During the trial, Sara Nerone testified that her husband had slapped – and at times punched – their son four other times prior to March 30, beginning in February 2009 when the baby was just 3 weeks old. She said that she had been abused by Nerone first in 2007 and then several other times after that.
Assistant District Attorney Tamara Bernstein said afterward, “There’s relief” felt by Sara Narone and her family about the verdict. “I’m not saying joy but a sense of justice, a sense of closure,” Bernstein said in describing their emotions.
Julie Wagner, one of the lead investigators from the Johns-town police on the case, said, “I’m happy. Justice was done.”
Patricia Moore, a public defender representing Nerone, expressed disappointment with the conviction and said that she would be speaking to him about whether to file an appeal.
Asked about the verdict, Moore said, “Obviously everybody has sympathy for the baby and the injuries the baby suffered. But there were two parents in that household, two parents responsible for the child, two parents know what happened.”

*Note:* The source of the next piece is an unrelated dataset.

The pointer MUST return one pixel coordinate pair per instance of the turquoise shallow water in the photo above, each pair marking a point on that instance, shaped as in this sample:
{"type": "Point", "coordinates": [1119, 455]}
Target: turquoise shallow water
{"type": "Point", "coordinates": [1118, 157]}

In a closing argument to the jury Wednesday, Moore raised questions about Sara Nerone’s credibility. The defense attorney was sharply critical of the woman for not reporting the child abuse and for not seeking help for her son.
“She did nothing. She’s supposed to take care of the child. She’s to protect that child,” Moore said.
But Bernstein told the jurors that Sara Nerone is a textbook example of a person who does not disclose abuse “when you’re a victim of domestic violence, a position she was slowly put into. This didn’t happen overnight.”
Bernstein described the defendant as a violent and dangerous abuser who should be held accountable for what he had done. The prosecution proved that Nerone had abused his baby son on March 30, she said. Other witnesses saw the baby earlier that day, and he had appeared healthy and well, Bernstein said.
She recalled that the mother’s testimony showed that Nerone had acted out against the child after the infant became fussy.
“When he was angry, he was violent, and when he was violent, he was so dangerous,” Bernstein said.
One of the last prosecution witnesses to testify earlier Wednesday was Lee Domaracki, a therapist with Beginnings Inc. of Johnstown, who described the physical, occupational and vision therapy the infant receives each week.
The boy, who has impaired vision as well as brain damage, was determined to be at a 5-month-old developmental level when he turned 1 in February, Domaracki said.